Ezio assiste à l’exécution sans pouvoir intervenir. Ce moment transforme un adolescent florentin en fugitif, puis en assassin. La séquence fonctionne comme un point de non-retour narratif : tout ce qui précède appartient à une vie révolue, tout ce qui suit est dicté par la traque des responsables.
- Uberto Alberti, le gonfalonier corrompu qui a condamné les Auditore, est la première cible d’Ezio, assassiné à Florence même
- La conspiration des Pazzi contre Lorenzo de Médicis constitue le second acte de vengeance, liant Ezio aux luttes de pouvoir entre familles florentines
- Rodrigo Borgia (futur pape Alexandre VI) est identifié comme le commanditaire ultime, ce qui étend la vendetta de Florence à Venise puis à Rome
Une vengeance qui change de nature avec le temps
Au fil d’Assassin’s Creed II, la motivation d’Ezio évolue. La rage initiale contre Uberto Alberti cède la place à une compréhension plus large du conflit entre Assassins et Templiers. La vengeance personnelle devient une mission idéologique à mesure qu’Ezio remonte la chaîne de commandement jusqu’à Borgia.
Cette transition est visible dans le traitement des cibles. Les premiers assassinats sont impulsifs, accompagnés de confrontations verbales chargées d’émotion. Les derniers sont méthodiques, presque cliniques. Le jeu traduit cette évolution par le ton des cinématiques et par le comportement d’Ezio face à ses victimes mourantes.

Ezio Auditore dans Revelations : la fin de la vendetta et le legs narratif
Revelations se déroule principalement à Constantinople, loin de l’Italie qui a vu naître la vendetta. Ezio a dépassé la cinquantaine.
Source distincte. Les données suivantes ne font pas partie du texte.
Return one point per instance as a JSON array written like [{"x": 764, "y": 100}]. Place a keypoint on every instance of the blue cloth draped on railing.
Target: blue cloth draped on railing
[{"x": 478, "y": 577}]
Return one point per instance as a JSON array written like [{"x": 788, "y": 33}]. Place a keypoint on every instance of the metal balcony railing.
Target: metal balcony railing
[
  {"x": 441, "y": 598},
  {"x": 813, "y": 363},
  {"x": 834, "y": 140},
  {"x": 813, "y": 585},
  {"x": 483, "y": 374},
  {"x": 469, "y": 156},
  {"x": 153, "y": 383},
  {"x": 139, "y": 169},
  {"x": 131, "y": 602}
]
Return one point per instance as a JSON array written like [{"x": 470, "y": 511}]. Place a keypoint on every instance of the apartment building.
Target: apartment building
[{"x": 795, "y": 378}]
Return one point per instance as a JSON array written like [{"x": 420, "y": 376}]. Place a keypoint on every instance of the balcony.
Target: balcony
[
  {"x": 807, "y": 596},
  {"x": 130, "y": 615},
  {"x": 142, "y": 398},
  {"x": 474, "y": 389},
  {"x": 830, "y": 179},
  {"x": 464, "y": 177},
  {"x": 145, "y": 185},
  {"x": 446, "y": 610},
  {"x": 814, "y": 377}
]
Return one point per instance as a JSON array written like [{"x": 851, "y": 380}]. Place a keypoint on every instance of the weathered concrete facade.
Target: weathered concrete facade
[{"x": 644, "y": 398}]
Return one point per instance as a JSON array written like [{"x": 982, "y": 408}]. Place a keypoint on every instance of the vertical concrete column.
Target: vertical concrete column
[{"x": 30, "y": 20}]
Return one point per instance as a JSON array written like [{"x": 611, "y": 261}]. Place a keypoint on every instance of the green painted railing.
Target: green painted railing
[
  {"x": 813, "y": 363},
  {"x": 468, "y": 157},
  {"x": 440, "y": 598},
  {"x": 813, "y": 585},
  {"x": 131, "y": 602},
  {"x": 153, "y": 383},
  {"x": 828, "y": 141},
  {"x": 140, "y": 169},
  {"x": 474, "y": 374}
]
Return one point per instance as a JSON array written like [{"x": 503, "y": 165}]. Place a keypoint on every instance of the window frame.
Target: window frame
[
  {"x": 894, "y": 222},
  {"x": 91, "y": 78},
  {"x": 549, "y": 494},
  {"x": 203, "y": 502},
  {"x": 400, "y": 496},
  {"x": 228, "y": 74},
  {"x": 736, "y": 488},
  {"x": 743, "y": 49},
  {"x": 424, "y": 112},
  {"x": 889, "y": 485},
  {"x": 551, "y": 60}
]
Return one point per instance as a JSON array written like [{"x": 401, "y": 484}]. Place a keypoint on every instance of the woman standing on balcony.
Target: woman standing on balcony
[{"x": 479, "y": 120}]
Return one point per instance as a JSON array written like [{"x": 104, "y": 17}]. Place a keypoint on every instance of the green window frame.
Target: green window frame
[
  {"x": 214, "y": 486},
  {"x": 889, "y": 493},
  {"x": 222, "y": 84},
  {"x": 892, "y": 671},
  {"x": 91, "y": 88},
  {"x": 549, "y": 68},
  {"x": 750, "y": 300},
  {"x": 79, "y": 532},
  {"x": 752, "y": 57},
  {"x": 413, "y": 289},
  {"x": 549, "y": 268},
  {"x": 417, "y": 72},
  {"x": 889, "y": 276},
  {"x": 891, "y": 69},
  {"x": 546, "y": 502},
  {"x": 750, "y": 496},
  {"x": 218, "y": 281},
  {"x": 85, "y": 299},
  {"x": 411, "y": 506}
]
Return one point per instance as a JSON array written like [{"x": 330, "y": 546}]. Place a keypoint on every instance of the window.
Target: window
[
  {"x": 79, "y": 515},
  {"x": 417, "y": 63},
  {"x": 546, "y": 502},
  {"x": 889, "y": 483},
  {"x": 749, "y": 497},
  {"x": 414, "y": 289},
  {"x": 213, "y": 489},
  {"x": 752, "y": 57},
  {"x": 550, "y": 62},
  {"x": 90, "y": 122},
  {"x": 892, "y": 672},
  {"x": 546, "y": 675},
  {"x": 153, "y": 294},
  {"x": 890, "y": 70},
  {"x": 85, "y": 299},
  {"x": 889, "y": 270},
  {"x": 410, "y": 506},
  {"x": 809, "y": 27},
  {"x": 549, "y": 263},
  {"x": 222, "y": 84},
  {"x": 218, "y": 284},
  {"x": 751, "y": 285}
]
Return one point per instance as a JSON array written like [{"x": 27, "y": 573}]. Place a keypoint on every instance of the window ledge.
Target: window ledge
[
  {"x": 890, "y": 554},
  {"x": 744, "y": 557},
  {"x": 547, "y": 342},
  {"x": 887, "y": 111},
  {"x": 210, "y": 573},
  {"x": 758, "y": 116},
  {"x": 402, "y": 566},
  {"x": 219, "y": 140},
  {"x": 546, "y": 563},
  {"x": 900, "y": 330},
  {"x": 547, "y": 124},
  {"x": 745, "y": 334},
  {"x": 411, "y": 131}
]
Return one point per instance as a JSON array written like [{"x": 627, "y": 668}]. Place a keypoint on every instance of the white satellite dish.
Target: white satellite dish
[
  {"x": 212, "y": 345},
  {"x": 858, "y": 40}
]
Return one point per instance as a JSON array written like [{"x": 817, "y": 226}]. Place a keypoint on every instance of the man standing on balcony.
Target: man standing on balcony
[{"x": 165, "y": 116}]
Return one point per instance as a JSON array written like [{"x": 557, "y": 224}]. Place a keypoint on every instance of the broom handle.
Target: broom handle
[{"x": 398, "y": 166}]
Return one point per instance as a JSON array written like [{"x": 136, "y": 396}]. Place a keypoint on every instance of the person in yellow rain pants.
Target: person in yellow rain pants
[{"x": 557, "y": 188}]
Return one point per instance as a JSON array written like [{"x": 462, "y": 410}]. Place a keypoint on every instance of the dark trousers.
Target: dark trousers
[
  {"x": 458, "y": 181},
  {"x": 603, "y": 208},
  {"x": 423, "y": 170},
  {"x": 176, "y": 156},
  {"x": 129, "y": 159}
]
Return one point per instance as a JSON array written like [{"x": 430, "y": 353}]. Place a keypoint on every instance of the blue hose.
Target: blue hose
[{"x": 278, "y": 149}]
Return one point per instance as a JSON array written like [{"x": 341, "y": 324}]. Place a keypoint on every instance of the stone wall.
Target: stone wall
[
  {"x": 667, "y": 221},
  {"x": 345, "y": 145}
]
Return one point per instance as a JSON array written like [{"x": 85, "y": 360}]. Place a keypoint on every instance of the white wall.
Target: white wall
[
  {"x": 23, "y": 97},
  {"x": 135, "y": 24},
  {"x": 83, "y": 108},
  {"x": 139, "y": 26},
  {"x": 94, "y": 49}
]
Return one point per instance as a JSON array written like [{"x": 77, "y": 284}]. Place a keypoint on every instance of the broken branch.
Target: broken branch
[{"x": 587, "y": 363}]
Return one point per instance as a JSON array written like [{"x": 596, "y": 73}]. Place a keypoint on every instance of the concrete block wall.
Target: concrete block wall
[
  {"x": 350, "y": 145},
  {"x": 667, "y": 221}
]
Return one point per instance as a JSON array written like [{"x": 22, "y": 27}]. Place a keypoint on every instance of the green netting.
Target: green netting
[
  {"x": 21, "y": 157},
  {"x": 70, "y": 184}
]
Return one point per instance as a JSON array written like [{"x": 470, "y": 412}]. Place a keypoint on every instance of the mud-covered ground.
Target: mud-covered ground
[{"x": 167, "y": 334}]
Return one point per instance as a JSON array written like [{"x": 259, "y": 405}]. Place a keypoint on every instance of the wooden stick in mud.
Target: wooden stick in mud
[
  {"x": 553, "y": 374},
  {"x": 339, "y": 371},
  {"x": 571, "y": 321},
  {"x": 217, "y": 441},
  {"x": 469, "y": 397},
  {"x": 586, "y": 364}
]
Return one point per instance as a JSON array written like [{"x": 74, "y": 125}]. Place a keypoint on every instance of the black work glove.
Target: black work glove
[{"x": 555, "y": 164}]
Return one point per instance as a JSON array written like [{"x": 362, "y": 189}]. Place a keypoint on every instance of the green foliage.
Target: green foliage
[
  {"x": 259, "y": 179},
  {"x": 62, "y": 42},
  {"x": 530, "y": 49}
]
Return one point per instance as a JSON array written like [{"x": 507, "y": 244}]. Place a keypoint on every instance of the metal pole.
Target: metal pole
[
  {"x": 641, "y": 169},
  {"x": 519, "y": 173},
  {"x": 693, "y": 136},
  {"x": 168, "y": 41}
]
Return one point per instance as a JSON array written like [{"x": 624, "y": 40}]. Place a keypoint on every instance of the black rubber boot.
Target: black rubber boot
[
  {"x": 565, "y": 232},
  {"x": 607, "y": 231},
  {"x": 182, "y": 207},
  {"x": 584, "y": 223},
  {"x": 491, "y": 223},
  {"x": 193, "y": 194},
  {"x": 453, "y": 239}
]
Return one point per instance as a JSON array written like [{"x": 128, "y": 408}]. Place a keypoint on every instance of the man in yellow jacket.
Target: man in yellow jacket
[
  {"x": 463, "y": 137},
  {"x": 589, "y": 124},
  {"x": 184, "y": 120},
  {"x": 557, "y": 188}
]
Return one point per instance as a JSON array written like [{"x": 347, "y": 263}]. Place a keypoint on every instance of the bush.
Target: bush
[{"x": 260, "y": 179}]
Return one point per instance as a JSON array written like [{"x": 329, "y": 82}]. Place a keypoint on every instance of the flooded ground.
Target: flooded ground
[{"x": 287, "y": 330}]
Il ne poursuit plus de vengeance personnelle mais cherche à comprendre l’héritage d’Altaïr, le protagoniste du premier Assassin’s Creed.
Le passage du vengeur au mentor s’opère sur toute la durée du jeu. Ezio forme de jeunes recrues, gère les affaires de la Confrérie locale et renonce progressivement à l’action directe. Sa relation avec Sofia Sartor, libraire vénitienne installée à Constantinople, incarne cette transition vers une vie moins violente.
Le court-métrage Embers, sorti après Revelations, montre Ezio retiré dans la campagne toscane avec Sofia et leurs enfants. Il meurt paisiblement sur un banc à Florence, la ville où tout avait commencé. La boucle narrative se ferme sur le lieu même de la tragédie initiale.
Le fait que le scénario ait été conçu à l’origine comme un seul arc explique la cohérence émotionnelle de l’ensemble. Les amours perdues, les exécutions publiques et la lente transformation d’un jeune homme en mentor fatigué suivent une courbe narrative pensée dès le départ, même si elle a été redistribuée sur trois jeux et un court-métrage.